The Trump administration may be attacking the right to vote (and attacking Lewis – remember this?), but the congressman and civil rights icon has not remained silent.

On his 80th birthday, here are 10 times Congressman Lewis has spoken truth to power during the Trump administration:

1. When he testified against Jeff Sessions’ attorney general nomination (read his written testimony here).

“It doesn’t matter how Senator Sessions may smile, how friendly he may be, how he may speak to you, but we need someone who’s going to stand up, speak up, and speak out for the people that need help. For the people who’ve been discriminated against. And it doesn’t matter whether they are Black or White, Latino, Asian American, or Native American. Whether they’re straight or gay, Muslim, Christian, or Jews. We all live in the same house. The American house. We need someone as Attorney General who’s going to look out for all of us. Not just for some of us.”

2. When he stood up for LGBTQ equality before the House vote on the Equality Act.

3. When he called out the leaders of Trump’s voting commission for having “a history, a long history, of making it harder…for people to participate in the democractic process.”

4. When he called on the House to pass the Voting Rights Advancement Act (H.R. 4) to fully restore the Voting Rights Act of 1965.

5. When he spoke out against Republican efforts to repeal the Affordable Care Act.

I fought too hard and too long to back down now. I will fight any bill that turns the clock back to a darker time….I will fight every day, every hour, every minute, and every second. I oppose this deal with every breath and every bone in my body. We must not give up. We cannot. I will not give in. Not today, not tomorrow, and never, ever. On this bill there is only one option, and that option is to vote ‘no’. We can do better, Mr. Speaker. We must do better.

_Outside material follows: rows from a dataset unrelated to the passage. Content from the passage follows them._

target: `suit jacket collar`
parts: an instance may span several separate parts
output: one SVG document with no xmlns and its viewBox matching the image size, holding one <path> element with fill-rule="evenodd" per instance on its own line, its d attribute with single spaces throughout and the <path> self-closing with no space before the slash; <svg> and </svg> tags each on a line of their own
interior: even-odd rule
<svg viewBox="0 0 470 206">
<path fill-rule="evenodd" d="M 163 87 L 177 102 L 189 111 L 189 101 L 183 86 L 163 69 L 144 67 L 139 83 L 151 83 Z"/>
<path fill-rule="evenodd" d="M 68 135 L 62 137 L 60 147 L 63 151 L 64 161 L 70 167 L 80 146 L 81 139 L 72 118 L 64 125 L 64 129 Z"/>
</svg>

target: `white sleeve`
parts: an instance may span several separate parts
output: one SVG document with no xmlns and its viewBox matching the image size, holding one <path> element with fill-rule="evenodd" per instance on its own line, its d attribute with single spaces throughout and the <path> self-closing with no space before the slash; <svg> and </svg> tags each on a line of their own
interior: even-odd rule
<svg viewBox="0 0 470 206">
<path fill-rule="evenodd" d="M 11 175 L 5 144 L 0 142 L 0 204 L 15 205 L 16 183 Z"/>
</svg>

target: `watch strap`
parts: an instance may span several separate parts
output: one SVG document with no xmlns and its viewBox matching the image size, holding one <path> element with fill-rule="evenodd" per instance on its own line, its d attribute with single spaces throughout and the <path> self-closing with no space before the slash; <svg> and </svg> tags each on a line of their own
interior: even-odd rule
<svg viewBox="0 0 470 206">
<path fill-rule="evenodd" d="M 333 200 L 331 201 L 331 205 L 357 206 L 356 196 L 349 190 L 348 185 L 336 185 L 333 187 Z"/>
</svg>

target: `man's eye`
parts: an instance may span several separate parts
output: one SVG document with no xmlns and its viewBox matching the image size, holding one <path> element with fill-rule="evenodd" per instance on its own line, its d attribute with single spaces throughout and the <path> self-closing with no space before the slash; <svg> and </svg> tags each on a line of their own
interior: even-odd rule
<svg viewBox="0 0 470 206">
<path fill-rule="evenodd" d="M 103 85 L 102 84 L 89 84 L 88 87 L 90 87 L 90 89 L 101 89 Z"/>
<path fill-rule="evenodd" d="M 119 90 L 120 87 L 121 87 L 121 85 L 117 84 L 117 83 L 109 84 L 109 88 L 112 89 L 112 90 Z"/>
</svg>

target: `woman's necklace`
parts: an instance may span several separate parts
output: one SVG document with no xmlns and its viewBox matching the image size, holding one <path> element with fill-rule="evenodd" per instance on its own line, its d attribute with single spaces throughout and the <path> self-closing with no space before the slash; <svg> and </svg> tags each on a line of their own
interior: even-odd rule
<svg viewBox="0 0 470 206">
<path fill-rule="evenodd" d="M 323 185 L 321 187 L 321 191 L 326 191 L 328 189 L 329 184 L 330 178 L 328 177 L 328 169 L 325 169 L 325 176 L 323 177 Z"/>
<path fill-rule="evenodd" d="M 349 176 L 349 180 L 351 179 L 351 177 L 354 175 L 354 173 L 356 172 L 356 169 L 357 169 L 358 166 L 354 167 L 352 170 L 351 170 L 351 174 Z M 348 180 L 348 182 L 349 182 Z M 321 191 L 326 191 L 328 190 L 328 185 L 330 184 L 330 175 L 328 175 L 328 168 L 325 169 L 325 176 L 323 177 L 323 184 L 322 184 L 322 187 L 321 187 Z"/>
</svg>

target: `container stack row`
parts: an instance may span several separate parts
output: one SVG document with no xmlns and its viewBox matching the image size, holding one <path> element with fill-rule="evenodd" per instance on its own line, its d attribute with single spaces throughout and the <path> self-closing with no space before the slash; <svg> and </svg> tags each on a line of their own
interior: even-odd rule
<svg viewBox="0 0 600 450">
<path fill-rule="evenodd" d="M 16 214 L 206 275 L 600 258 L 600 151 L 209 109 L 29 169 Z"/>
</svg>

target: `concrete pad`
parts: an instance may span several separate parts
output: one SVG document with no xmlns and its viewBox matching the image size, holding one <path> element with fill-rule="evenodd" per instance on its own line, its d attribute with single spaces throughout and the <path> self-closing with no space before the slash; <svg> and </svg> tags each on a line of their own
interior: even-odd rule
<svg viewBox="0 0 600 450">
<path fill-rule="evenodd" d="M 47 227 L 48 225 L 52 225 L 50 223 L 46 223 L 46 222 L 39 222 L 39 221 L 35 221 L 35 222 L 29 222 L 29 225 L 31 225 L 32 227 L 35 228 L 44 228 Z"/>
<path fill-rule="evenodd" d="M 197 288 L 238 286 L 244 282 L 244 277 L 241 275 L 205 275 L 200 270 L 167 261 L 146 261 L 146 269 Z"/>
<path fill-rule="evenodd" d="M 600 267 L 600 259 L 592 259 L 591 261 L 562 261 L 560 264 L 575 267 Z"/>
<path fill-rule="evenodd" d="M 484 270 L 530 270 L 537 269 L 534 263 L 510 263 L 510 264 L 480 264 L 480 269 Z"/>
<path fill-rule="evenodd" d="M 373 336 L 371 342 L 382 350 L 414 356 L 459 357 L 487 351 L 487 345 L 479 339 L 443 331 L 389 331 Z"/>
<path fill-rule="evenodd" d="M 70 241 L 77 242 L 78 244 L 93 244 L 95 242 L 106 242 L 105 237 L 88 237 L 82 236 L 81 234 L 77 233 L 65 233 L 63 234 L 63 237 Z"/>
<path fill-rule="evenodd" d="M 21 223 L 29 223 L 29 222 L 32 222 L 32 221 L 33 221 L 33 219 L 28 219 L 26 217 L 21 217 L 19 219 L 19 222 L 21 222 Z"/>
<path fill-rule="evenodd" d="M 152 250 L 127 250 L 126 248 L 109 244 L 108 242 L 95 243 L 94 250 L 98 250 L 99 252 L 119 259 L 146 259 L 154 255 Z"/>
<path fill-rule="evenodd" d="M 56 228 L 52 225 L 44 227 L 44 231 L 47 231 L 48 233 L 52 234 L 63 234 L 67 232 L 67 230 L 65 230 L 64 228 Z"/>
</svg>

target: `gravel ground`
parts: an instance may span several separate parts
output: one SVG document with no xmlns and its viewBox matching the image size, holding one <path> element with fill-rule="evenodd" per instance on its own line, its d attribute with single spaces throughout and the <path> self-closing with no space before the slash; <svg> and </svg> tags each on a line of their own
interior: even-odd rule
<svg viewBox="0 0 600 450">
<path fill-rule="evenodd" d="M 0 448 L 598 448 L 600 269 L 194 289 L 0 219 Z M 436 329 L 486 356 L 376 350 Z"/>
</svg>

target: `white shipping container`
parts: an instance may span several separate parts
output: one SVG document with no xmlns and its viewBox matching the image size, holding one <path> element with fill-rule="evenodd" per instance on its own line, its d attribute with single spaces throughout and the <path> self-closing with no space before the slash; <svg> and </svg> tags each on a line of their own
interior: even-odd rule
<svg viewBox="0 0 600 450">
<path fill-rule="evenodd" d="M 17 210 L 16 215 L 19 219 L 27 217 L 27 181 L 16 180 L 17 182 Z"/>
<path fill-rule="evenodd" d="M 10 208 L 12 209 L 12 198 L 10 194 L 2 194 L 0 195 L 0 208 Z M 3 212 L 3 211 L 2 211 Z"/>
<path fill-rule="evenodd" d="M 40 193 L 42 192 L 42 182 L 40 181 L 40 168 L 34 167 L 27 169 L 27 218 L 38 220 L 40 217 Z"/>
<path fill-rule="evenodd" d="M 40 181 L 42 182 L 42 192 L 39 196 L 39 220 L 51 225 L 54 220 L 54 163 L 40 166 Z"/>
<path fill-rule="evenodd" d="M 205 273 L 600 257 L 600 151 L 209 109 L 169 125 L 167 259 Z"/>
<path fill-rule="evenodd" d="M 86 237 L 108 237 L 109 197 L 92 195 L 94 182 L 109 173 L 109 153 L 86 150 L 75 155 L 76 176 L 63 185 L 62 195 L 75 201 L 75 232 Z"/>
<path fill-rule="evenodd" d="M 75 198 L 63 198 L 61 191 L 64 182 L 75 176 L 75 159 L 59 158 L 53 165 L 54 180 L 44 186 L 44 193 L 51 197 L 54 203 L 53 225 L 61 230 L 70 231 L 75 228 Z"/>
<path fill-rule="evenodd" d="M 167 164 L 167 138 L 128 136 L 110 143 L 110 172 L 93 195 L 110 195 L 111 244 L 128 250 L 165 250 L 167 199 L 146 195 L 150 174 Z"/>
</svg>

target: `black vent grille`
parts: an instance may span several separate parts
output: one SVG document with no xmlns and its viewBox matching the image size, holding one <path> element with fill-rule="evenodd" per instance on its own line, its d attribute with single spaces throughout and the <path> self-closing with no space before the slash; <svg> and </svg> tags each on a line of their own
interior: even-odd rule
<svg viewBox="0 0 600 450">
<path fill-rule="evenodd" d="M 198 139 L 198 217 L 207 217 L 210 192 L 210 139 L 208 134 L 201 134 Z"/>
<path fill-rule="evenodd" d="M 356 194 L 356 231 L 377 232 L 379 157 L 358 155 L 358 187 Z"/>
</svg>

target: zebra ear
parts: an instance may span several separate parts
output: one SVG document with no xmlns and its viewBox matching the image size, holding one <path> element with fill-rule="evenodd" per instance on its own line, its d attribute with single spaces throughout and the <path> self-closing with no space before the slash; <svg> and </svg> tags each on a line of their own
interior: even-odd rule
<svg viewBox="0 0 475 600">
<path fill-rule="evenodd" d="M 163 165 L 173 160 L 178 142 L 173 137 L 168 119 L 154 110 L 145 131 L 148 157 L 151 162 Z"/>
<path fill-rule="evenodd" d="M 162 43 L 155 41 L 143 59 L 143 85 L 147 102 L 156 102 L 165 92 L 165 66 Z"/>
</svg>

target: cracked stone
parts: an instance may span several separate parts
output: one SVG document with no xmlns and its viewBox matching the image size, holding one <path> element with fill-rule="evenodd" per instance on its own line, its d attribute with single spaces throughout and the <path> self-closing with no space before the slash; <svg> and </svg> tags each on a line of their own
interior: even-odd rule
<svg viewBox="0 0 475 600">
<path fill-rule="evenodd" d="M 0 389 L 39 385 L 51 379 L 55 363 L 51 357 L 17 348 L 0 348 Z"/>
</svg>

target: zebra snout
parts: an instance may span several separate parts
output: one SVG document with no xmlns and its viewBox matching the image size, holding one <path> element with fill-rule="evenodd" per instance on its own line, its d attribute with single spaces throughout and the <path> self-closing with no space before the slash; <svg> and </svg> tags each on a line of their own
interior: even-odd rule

Vote ‘no’ on this bill.”

6. When he spoke on the House floor in support of the For the People Act (H.R. 1).

7. When he defended Reps. Ocasio-Cortez, Pressley, Omar, and Tlaib against the president’s attacks.

“We heard this during the 60s when little children were trying to desegregate schools, when we were trying to desegregate lunch counters and restaurants, when we were trying to get the right to vote – to go back. We’re not going back. We’re here to stay. What he said, and what he continues to say, is racist. It is racism. You cannot hide it. You cannot sweep it under the American rug.”

8. When he powerfully urged people to vote on Election Day 2018.

9. When he criticized the president for calling some African nations “sh*thole countries.”

“I think the words and his actions tend to speak like one who knows something about being a racist. It must be in his DNA, in his makeup, but it’s frightening to have someone in the office of the president in 2018 speaking the way that he’s speaking. We’ve come too far, we’ve made too much progress, to go back, to fan the flames of racism and bigotry.”

10. When he told his colleagues that “we have a mission and a mandate to be on the right side of history” before the House impeachment vote.